Belakangan Ngaji Ngopi menjadi buah bibir karena masih eksis hingga hari ini. Bahkan Ngaji Ngopi menjadi kegiatan yang hampir menjadi pantauan pemerintah kabupaten karena dinilai kritis. Ngaji Ngopi telah menjadi bagian dari sajian diskusi paling produktif sepanjang perjalanan warung kopi di Tulungagung bahkan di masa pandemi. Lambat laun acara ini berlangsung di warkop Bhara dengan alamat yang sama hanya berbeda jarak beberapa meter saja.

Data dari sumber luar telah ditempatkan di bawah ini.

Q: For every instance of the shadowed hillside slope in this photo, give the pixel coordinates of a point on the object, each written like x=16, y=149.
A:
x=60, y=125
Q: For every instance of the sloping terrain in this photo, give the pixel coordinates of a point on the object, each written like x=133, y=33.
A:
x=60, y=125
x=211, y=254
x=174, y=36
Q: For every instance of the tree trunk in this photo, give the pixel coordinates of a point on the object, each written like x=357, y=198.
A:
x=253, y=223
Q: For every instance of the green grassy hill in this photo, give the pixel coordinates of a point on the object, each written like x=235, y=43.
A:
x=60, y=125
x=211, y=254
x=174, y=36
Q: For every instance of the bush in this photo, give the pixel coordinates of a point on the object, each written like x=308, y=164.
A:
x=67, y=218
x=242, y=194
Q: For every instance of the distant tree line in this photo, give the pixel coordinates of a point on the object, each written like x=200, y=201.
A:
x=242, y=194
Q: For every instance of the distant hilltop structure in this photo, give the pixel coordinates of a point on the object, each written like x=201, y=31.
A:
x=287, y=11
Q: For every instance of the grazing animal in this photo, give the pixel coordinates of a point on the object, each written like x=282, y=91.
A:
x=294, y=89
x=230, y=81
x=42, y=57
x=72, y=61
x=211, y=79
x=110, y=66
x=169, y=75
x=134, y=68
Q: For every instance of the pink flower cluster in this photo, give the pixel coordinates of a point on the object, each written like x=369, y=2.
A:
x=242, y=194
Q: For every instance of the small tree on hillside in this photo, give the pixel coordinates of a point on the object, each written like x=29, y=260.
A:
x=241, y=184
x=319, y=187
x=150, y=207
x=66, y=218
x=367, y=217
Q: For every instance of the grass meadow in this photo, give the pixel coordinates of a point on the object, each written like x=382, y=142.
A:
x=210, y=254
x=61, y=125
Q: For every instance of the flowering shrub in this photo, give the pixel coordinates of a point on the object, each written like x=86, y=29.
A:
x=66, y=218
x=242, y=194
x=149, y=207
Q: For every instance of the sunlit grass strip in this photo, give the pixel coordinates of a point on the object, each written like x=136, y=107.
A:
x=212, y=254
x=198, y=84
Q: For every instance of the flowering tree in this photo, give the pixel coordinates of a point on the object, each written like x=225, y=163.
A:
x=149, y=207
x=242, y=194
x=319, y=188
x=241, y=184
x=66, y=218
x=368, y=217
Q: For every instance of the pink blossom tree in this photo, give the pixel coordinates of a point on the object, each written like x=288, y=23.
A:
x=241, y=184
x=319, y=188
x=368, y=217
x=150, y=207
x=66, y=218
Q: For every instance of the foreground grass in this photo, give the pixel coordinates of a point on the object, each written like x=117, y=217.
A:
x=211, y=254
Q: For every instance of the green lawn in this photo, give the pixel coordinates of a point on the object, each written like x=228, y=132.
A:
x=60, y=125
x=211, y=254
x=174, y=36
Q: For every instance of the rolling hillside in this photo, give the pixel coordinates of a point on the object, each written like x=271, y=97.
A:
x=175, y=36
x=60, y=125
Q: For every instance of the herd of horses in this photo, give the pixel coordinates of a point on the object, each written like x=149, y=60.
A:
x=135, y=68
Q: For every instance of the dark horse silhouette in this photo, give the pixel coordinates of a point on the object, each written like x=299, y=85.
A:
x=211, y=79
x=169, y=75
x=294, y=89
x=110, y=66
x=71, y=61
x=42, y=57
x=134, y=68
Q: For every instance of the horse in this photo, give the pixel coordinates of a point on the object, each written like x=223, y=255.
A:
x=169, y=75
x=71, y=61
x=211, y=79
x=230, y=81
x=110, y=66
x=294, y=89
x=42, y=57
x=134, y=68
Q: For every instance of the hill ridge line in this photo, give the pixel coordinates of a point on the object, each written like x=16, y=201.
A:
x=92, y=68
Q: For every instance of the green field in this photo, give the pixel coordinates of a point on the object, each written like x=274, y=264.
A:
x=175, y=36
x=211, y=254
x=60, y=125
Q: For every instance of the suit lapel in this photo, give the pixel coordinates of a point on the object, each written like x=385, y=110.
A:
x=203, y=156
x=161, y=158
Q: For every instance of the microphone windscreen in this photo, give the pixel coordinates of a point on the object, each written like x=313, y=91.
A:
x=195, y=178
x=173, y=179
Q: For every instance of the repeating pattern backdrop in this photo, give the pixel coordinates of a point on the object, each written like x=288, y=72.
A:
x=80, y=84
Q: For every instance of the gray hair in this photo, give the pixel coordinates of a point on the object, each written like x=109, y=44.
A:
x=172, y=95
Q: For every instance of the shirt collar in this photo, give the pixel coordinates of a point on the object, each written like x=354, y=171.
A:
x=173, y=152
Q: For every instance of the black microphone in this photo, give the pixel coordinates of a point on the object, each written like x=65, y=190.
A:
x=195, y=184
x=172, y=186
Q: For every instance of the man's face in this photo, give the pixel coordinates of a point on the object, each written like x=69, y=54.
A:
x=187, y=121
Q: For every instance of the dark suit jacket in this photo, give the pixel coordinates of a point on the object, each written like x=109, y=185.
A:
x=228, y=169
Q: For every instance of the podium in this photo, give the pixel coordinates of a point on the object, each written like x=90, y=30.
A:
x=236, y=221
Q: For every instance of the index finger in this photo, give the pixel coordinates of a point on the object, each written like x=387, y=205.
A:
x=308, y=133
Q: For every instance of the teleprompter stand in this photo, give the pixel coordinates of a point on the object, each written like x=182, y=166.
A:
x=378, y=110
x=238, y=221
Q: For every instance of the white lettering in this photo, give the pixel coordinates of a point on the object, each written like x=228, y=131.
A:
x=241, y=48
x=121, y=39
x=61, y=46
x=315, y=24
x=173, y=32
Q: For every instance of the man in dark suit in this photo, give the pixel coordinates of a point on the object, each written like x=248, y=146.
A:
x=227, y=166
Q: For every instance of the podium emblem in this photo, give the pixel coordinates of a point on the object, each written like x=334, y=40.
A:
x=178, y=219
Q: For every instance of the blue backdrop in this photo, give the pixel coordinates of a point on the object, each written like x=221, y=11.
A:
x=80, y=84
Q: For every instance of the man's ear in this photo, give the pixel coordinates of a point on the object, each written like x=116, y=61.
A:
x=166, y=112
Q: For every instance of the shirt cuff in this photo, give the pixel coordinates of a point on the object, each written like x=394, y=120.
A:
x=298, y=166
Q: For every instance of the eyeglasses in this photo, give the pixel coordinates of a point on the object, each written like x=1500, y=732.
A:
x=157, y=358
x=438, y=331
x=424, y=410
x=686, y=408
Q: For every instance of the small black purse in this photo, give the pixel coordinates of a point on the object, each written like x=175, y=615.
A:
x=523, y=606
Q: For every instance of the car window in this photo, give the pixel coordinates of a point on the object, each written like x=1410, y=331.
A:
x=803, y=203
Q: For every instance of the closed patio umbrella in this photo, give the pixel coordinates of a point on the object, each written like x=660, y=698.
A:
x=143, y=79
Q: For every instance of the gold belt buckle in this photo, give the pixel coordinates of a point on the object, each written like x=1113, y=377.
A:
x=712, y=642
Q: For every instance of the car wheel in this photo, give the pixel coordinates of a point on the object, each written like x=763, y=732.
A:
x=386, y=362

Mas Anwar Isbanison sebagai moderator tunggal di acara ini tentu yang paling banyak mendapat pengalaman berharga. Betapa tidak, ia telah bertemu berbagai orang dari latar belakang yang berbeda. Ia juga telah mewawancarai beragam status orang dari berbagai organisasi dan sebagainya. Selain itu sajian berupa pagelaran musik, sastra, hingga catatan di akhir acara menjadi hal yang istimewa. Ngaji Ngopi akan selalu dikenang sebagai acara sederhana akan tetapi terkesan mewah. Orang-orang datang tanpa perlu malu, canggung apalagi takut. Semua orang membaur menjadi satu secara egaliter tanpa sekat dan jarak.
Ngaji Ngopi menjadi barometer warung kopi yang memadukan tradisi ngopi dan literasi walaupun masih sebatas diskusi alias tradisi lisan. Akan tetapi sajian seni berupa event musik dan seni rupa juga kerap kali mewarnai. Dari sana banyak juga warkop yang meniru gaya beraktivitas ala warkop Ngaji Ngopi bahkan dari sini pula banyak berbagai komunitas diskusi lahir. Intinya warkop ini telah banyak melahirkan inspirasi bagi setiap orang untuk berkarya tanpa takut, bermimpi tanpa henti.